- Directed by: Theodore Collatos; Carolina Monnerat;
- Produced by: Theodore Collatos; Josh Crane; Matt Grady; Carolina Monnerat;
- Starring: Luana Muniz
- Cinematography: Theodore Collatos
- Edited by: Theodore Collatos; Matt Grady;
- Music by: Michael Leonhart
- Production companies: Brokenhorse Productions; Factory 25;
- Release date: 2019;
- Running time: 73 minutes
- Country: Brazil
- Language: Portuguese

= Queen of Lapa =

Queen of Lapa is a 2019 documentary film directed by Theodore Collatos and Carolina Monnerat which profiles Luana Muniz, a Brazilian Brazilian transgender activist and cabaret performer. In 2002, Muniz founded the Associação dos Profissionais do Sexo do Gênero Travesti, Transexuais e Transformistas do Rio de Janeiro (Association of Travesti, Transexual, and Transvestite Sex Professionals of Rio de Janeiro) to fight for greater rights for Rio's sex workers. The documentary uses Direct Cinema style to depict the lives of a small community of trans sex workers in Rio de Janeiro's Lapa neighborhood.

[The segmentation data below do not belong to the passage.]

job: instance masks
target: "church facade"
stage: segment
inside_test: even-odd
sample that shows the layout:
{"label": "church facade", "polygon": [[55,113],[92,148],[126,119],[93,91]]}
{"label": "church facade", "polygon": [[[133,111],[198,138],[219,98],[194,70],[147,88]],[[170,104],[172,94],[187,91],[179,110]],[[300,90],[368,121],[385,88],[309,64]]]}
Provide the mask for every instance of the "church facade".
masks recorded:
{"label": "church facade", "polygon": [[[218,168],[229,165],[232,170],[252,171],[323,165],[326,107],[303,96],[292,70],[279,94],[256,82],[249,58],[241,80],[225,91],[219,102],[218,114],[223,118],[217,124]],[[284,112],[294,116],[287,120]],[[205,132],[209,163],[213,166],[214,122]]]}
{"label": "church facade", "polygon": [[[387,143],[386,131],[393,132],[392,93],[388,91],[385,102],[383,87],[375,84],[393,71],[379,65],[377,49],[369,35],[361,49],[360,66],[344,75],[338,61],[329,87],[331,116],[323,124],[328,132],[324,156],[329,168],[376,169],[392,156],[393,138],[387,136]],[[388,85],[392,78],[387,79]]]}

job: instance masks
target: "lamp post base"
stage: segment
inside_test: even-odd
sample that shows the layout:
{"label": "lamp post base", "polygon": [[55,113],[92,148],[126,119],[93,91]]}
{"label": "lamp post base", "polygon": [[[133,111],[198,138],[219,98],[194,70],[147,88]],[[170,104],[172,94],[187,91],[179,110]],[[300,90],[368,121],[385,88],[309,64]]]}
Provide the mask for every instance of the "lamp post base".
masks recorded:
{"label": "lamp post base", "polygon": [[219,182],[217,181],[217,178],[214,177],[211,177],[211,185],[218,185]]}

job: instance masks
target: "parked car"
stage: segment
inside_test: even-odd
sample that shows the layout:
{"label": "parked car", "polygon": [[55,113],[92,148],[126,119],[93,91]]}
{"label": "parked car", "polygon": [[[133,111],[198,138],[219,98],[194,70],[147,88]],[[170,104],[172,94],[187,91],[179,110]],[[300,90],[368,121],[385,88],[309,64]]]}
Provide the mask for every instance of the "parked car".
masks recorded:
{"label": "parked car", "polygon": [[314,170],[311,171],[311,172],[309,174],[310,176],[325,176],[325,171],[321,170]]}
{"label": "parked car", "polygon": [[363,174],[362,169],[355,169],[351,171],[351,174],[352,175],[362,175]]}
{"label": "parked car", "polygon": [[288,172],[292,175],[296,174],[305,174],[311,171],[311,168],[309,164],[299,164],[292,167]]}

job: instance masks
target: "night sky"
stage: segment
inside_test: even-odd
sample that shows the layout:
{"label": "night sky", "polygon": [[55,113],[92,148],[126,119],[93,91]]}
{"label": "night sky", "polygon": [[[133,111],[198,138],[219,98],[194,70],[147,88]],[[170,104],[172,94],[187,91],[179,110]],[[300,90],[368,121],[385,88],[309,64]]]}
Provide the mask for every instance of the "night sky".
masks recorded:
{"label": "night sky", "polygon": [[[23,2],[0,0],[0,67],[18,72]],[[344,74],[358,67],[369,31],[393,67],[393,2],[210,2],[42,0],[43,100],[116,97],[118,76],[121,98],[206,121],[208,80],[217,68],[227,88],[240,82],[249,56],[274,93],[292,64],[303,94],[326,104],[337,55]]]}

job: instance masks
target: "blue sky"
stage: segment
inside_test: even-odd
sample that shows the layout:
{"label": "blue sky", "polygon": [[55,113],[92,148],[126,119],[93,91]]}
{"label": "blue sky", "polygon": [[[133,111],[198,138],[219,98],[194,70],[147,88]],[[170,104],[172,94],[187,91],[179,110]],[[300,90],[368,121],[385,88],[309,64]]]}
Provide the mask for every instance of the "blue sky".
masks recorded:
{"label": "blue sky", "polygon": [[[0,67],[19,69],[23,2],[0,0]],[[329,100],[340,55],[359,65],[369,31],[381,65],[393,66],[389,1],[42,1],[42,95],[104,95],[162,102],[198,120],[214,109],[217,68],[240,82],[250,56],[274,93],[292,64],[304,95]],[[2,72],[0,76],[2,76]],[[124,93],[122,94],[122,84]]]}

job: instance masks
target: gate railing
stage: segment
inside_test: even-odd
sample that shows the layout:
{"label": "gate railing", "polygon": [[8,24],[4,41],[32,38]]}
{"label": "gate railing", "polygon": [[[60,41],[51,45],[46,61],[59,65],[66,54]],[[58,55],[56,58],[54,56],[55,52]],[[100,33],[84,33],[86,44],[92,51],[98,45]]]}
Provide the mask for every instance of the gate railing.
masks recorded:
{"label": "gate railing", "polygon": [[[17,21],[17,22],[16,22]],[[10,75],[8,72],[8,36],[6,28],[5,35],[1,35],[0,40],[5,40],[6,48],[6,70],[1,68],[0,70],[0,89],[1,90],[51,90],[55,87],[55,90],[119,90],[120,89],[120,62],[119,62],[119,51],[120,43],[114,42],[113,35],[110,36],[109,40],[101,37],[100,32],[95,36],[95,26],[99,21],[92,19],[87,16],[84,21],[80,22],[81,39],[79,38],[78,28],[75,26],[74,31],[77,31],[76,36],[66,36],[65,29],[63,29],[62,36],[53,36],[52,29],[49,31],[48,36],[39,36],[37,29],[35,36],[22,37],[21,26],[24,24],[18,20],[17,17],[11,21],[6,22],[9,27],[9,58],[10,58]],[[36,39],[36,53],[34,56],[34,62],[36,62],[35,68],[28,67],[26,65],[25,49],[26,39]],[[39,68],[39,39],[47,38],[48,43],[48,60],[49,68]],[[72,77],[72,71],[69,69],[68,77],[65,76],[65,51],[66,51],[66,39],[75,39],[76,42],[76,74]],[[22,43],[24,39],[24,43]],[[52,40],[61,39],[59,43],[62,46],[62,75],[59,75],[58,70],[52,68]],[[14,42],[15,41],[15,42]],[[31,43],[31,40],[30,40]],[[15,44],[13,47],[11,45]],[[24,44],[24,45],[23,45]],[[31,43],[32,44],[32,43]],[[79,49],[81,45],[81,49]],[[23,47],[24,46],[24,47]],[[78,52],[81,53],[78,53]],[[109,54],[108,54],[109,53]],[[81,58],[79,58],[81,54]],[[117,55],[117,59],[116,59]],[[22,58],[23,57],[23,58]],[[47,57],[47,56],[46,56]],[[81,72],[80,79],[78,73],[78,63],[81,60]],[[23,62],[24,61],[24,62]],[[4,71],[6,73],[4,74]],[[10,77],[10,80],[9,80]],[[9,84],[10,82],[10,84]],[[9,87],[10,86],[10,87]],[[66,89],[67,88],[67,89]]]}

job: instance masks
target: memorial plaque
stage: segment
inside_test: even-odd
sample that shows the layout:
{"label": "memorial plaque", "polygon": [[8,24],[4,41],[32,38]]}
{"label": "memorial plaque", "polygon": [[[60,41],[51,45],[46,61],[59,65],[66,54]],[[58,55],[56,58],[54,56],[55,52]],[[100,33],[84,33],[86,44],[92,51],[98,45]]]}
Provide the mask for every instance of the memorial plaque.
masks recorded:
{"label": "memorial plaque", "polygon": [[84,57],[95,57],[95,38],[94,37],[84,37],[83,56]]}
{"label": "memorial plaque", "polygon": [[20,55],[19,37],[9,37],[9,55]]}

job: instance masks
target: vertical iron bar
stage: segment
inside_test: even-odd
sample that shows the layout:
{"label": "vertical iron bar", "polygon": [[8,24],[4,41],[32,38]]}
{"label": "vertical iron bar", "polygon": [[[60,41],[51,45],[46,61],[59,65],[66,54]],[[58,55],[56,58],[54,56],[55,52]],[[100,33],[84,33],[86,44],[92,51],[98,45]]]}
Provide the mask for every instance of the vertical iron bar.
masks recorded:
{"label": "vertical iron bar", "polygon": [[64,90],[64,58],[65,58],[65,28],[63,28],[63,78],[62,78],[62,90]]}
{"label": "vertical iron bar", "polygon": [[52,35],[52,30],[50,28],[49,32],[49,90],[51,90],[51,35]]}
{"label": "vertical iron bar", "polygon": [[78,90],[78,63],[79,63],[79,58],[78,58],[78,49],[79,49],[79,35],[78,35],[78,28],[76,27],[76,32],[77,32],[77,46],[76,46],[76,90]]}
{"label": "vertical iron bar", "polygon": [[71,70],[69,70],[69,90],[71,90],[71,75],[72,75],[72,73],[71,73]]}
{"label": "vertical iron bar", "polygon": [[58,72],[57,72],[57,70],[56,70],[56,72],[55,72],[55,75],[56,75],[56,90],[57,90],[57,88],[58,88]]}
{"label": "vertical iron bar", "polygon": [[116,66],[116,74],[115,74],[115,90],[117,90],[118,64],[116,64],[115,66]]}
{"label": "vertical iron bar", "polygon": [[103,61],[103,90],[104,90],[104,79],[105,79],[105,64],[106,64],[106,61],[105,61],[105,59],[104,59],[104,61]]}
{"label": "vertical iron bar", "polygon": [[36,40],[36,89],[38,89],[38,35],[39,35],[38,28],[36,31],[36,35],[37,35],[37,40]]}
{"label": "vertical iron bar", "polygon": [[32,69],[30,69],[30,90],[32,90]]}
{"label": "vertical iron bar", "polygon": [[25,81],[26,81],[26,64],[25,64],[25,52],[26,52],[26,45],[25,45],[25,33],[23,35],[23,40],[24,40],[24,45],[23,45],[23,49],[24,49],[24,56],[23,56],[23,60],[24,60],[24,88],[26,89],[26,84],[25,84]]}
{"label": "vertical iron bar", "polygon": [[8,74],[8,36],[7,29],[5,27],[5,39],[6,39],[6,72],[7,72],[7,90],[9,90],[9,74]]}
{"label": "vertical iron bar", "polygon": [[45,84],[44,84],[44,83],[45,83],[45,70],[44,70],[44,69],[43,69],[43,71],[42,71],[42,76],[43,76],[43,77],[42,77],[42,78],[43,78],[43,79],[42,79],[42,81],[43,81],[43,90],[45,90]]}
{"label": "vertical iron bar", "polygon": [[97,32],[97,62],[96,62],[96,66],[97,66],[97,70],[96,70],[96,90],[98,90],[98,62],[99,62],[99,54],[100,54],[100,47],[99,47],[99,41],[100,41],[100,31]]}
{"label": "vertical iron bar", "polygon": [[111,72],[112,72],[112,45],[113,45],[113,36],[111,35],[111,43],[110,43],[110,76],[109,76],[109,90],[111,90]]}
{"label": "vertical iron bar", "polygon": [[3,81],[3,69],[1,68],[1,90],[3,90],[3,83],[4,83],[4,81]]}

The film premiered internationally at the Sheffield DocFest on June 7, 2019 and was included in Göteborg Film Festival "Focus on Brazil" January, 2020. It's distributed by Factory 25 and was release theatrically in 2020-2021.

Queen of Lapa is described as "recalling trailblazing documentaries, inviting and jubilant" and "a triumph of documentary filmmaking"  and an "essential look into the camaraderie and struggles."

== Background ==
Co-director Carolina Monnerat grew up on the block where Luana Muniz's house operated. Collatos, co-director, and Monnerat initially discussed filming with Muniz in 2010 after befriending her. The couple then spent six years attempting to raise funding for the documentary to no avail. The two returned and shot the film six years later when Monnerat's work as a professional dancer brought her and Collatos back to Rio.

== Style ==
Collatos, as cinematographer and editor, and Monnerat, as sound recordist and producer, chose not to script the documentary. Rather than directly interviewing the subjects, they allowed the individuals being recorded to share aspects of their life when they were ready to open up. Influenced by Direct Cinema and Cinema Verite, with original music by Michael Leonhart, over the course of the documentary, the sex workers at Muniz House talk about subjects like the dangers they face doing their work, gender-affirming care and their religious faith. In describing his creative choices, Collatos comments, "It’s intrusive to ask a question. Do you talk or do you listen? You’re going to get more truth if you listen." The documentary ends with an acknowledgment of Luana, who died in 2017.

== Reception ==
=== Awards ===
- NewFest New York's LGBT Film Festival: Best Documentary Feature 2019.
- Sidewalk Film Festival: Best SHOUT Feature 2019.
- Rhode Island International Film Festival 2019: Alternative Spirit Award (Documentary) First Prize.